One reflection of this mindset, at least for the time being, is that a “resect and discard” approach goes against the published policies of many hospitals as well as national colonoscopy guidelines.
“A lot of hospitals have a policy that if you remove tissue you are required to send it to pathology,” said Dr. Rex.
Currently, the national guidelines suggest that all significant polyps should be removed and subjected to histologic examination, so any other approach might be considered noncompliant, Dr. Wallace added. However, if studies confirm that real-time analysis is accurate in the community setting, these published policies will likely change as the prominent gastrointestinal societies endorse the new approach.
An issue in confirming the accuracy of real-time analysis in the community setting is that in vivo assessments take time. It may not be incredibly time-consuming on a per-polyp basis, but over the course of a day of colonoscopies, it can add up.
“You’re now asking the physician to spend an extra minute or two and sometimes a little more to diagnose a polyp and make a call,” Dr. Wallace said. “Physicians are already being pushed to do everything we do faster and more efficiently, see more patients, do more procedures. And this is yet another task that is not reimbursed at all.”
A bigger challenge, perhaps, comes from fear of medicolegal problems.
“In the minds of the endoscopists, there will be a medical-legal angle to this,” Dr. Rastogi said. “What if you leave behind a polyp that you thought was hyperplastic but actually the patient goes on to develop cancer? That lurking fear in the mind of the endoscopist can be a deterrent that prevents them from adopting this [practice].”
Dr. Wallace added, “If some untoward event occurs, the patient gets cancer in the next five or 10 years, the [patient] could look back and say you didn’t follow the guidelines.”
One more financial hurdle has to do with the perceived conflict of interest among gastroenterologists who employ pathologists in their surgery centers. There is a natural incentive to generate pathology in these settings. “Although I think physicians are ethical, there is an incentive in that setting, because you’re reimbursed for the pathology costs, not to change that practice,” Dr. Wallace said.
So, with these downsides, what would motivate a busy gastroenterologist to incorporate these technologies into his or her practice?
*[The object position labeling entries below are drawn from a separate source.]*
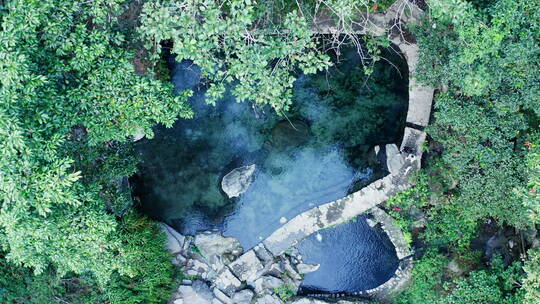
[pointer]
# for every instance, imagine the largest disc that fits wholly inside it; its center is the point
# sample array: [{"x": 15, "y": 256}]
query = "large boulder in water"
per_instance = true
[
  {"x": 288, "y": 134},
  {"x": 238, "y": 180}
]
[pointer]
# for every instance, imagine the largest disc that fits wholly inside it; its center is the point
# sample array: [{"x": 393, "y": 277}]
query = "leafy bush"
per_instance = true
[{"x": 68, "y": 96}]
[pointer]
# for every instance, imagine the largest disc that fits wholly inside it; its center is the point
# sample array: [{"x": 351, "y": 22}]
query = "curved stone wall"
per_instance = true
[{"x": 401, "y": 163}]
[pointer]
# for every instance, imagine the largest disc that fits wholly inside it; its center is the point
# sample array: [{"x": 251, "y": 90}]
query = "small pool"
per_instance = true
[{"x": 318, "y": 152}]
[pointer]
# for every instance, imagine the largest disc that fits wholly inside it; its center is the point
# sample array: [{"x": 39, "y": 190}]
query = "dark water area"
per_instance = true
[
  {"x": 317, "y": 153},
  {"x": 340, "y": 251}
]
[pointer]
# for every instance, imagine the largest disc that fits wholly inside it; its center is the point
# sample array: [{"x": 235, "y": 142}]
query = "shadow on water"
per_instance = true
[
  {"x": 340, "y": 251},
  {"x": 320, "y": 153}
]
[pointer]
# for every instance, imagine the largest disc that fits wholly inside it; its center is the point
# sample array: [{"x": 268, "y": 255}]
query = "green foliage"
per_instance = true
[
  {"x": 494, "y": 284},
  {"x": 426, "y": 277},
  {"x": 233, "y": 48},
  {"x": 68, "y": 95},
  {"x": 150, "y": 279},
  {"x": 531, "y": 283},
  {"x": 149, "y": 282},
  {"x": 531, "y": 192},
  {"x": 488, "y": 61}
]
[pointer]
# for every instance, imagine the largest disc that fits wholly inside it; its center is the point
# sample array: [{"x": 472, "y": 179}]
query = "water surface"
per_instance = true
[{"x": 316, "y": 153}]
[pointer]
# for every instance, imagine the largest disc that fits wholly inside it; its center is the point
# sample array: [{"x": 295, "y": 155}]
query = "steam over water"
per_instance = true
[{"x": 301, "y": 162}]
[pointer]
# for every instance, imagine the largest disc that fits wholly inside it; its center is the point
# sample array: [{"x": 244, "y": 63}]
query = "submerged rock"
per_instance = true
[
  {"x": 307, "y": 268},
  {"x": 394, "y": 160},
  {"x": 212, "y": 244},
  {"x": 290, "y": 134},
  {"x": 238, "y": 180}
]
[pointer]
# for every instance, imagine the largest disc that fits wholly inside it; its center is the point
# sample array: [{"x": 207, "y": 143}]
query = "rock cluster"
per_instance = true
[{"x": 218, "y": 272}]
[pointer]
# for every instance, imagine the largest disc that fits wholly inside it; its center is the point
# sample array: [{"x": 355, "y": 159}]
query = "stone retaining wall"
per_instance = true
[{"x": 401, "y": 163}]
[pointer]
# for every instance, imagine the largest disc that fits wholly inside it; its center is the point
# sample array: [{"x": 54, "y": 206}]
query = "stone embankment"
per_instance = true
[{"x": 271, "y": 268}]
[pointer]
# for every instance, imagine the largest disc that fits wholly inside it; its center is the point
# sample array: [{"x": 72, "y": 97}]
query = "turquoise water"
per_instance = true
[{"x": 316, "y": 153}]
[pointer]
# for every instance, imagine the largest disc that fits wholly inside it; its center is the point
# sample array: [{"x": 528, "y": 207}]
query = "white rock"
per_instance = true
[
  {"x": 227, "y": 282},
  {"x": 307, "y": 268},
  {"x": 198, "y": 293},
  {"x": 266, "y": 284},
  {"x": 268, "y": 299},
  {"x": 289, "y": 269},
  {"x": 247, "y": 266},
  {"x": 243, "y": 297},
  {"x": 138, "y": 135},
  {"x": 238, "y": 180},
  {"x": 220, "y": 295},
  {"x": 212, "y": 244},
  {"x": 200, "y": 267},
  {"x": 394, "y": 159}
]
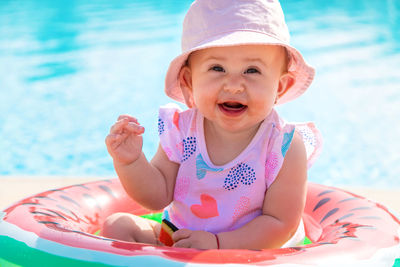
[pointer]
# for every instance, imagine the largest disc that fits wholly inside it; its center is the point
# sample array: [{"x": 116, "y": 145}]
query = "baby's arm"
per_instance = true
[
  {"x": 149, "y": 183},
  {"x": 283, "y": 206}
]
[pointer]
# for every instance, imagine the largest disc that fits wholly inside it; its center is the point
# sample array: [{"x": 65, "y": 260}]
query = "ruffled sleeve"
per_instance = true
[
  {"x": 280, "y": 140},
  {"x": 169, "y": 131},
  {"x": 279, "y": 144},
  {"x": 312, "y": 139}
]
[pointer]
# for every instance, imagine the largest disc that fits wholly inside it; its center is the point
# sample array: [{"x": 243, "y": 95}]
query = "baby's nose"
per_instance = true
[{"x": 234, "y": 84}]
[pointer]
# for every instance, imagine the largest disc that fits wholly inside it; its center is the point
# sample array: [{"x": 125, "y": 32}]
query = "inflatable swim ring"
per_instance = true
[{"x": 57, "y": 228}]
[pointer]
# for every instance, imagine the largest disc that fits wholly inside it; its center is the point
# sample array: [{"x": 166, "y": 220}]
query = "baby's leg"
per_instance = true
[{"x": 131, "y": 228}]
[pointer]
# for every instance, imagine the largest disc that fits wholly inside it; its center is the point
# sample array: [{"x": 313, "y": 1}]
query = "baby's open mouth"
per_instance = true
[{"x": 232, "y": 108}]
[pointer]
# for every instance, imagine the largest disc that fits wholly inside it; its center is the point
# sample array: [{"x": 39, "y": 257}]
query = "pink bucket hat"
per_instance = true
[{"x": 216, "y": 23}]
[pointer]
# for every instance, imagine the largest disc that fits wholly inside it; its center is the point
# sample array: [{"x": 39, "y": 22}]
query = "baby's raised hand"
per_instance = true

“That’s a valid philosophical question,” said Dr. Rastogi. “There might not be any immediate gain to the endoscopist, but I think if you look at it from a broader perspective you are saving a lot of health care dollars. The main advantage is cost savings to the health care system and all of us share some responsibility for that, especially in these troubled economic times.”
Dr. Rastogi disclosed having a commercial relationship with Olympus America. Dr. Rex reported relevant financial or other commercial relationships with American BioOptics, Avantis Medical Systems, Braintree Laboratories Inc., Check-Cap, Epigenomics AG, Given Imaging, Olympus America and Softscope Medical Technologies. Dr. Wallace reported relationships with Boston Scientific, Cook Medical, Fujinon, Mauna Kea Technologies and Olympus America.